A casa que eles dividem é modesta, cercada por árvores, repleta de tapetes asiáticos e lotada de livros com títulos como “Silencing Dissent” e “The Capitalism Papers”.
Em muitos aspectos, ela se encaixa bem nos arredores de Byron Bay, onde ela ajudou a iniciar as quatro feiras orgânicas de produtores da região. Embora agora conhecido como um local de encontro de celebridades, a cidade costeira tem sido um refúgio para os surfistas, para pessoas que querem voltar para áreas rurais e mochileiros desde os anos 1960. Não que Helena, apesar dos cabelos grisalhos selvagens, se veja como uma hippie.
No mercado, ela encolheu-se ao encontrar uma americana, baby boomer (pessoa nascida entre 1946 e 1964), com um longo e esvoaçante vestido que começou a falar sobre como ela deveria apresentar seu último documentário a um festival de cinema muito interessante chamado Sundance.
Ela estava muito mais confortável conversando com Lance Powell, 67, um agricultor orgânico que relatou que depois que ele parou de vender para supermercados e começou a vender produtos orgânicos locais, seu negócio disparou e seu nível de estresse desabou.
“O que isso é”, ela disse, “é reconstruir a interdependência humana”.
Essa é uma crítica interessante vinda de tal cidadã peripatética do mundo.
Helena nasceu em Nova Iorque, mas seus pais eram suecos. Depois de crescer em Estocolmo, ela estudou e viajou pelo mundo, e assim aprendeu seis idiomas antes de completar 30 anos.
Em 1975, com a força dessas habilidades, seus planos de vida mudaram completamente quando uma equipe de filmagem alemã a convidou para ir a Ladakh, um enclave montanhoso no noroeste da Índia, que estava apenas começando a se abrir ao turismo e à economia internacional.
Ela se tornou uma das primeiras visitantes a aprender Ladakhi, o que a ajudou a ver como a busca inquestionável do crescimento econômico corroeu a competência e a coesão locais.
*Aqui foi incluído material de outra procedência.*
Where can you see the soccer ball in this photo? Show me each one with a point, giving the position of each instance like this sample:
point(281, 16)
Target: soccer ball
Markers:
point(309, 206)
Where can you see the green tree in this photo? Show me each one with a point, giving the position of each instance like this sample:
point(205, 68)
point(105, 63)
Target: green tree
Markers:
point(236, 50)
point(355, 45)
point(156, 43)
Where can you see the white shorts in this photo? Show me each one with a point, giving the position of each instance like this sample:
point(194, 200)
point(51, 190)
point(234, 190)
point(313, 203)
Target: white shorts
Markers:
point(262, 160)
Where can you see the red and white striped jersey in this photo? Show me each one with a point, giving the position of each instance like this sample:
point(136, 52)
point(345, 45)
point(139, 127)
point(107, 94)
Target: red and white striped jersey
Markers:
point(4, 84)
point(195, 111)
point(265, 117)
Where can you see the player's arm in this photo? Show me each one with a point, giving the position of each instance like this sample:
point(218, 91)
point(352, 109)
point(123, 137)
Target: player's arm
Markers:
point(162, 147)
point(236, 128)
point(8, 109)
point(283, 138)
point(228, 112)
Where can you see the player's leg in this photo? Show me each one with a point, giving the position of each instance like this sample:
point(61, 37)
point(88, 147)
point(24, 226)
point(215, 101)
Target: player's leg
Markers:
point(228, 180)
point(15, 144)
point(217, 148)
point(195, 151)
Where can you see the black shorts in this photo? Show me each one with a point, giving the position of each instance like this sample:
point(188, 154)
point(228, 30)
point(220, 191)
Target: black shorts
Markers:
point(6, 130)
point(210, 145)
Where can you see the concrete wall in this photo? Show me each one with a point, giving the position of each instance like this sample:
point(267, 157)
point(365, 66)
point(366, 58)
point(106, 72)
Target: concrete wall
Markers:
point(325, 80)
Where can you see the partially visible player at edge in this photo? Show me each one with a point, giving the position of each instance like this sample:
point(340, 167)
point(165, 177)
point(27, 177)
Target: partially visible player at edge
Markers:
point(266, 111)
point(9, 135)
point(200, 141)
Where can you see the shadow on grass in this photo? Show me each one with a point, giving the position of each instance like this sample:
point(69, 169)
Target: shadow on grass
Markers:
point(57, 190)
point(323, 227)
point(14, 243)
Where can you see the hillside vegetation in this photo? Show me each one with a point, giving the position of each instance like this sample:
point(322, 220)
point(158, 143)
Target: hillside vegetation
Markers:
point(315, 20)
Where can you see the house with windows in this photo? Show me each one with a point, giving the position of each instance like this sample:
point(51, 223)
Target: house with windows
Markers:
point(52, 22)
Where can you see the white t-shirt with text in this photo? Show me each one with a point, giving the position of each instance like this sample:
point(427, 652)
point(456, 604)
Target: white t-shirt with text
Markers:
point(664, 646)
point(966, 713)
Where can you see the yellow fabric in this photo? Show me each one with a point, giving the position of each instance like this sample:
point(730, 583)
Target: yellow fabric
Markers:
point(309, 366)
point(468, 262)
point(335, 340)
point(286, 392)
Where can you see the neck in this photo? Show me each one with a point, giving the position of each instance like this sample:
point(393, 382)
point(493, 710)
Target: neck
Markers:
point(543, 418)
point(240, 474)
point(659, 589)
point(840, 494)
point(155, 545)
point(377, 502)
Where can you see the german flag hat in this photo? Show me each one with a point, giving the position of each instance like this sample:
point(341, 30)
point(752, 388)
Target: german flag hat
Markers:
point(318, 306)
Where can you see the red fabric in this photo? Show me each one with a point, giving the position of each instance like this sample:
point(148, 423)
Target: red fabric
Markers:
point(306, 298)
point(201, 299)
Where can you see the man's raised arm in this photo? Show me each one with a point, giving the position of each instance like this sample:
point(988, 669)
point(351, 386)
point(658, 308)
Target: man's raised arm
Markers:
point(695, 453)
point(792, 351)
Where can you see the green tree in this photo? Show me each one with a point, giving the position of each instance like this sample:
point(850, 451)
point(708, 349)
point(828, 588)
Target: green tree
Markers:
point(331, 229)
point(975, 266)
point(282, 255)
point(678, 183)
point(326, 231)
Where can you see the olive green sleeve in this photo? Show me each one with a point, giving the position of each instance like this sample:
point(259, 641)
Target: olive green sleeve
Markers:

O caminho do “desenvolvimento” para os Ladakhis significou o fim de séculos de autosuficiência, onde eles encontravam tudo o que precisavam ao seu redor, exceto sal, pelo qual negociavam. Também significava aceitar políticas que favorecessem escolhas que eles não fariam por conta própria.
A Índia subsidiava os combustíveis fósseis, por exemplo. Mas Ladakh ostentava um sol implacável.
Helena tentou reagir—logo no início, ela iniciou um programa piloto de energia solar. Ela também tentou manter a autoestima dos jovens locais, ajudando-os a ver que as imagens de Hollywood que eles idealizavam não captavam a imagem completa da realidade consumista. Além de produtos brilhantes, ela enfatizou que a vida no Ocidente também incluía depressão, divórcio e conflitos sociais.
Seu primeiro livro, “Ancient Futures” foi traduzido para 40 idiomas. Junto com o filme com o mesmo título, ele representa um apelo apaixonado por Ladakh, alertando o mundo para parar de presumir que o progresso é único.
“Ela teve a oportunidade de ver um mundo diferente, e foi inteligente o suficiente para entender que não estava olhando para uma relíquia, estava olhando para uma visão de um futuro que funciona”, disse Bill McKibben, autor e fundador do grupo de ativismo ambiental 350.org. “E ela manteve essa visão por perto durante muitas décadas, ajudando a todos nós a ver que as métricas a que estamos acostumados—o PIB, por exemplo—não são as únicas possibilidades”.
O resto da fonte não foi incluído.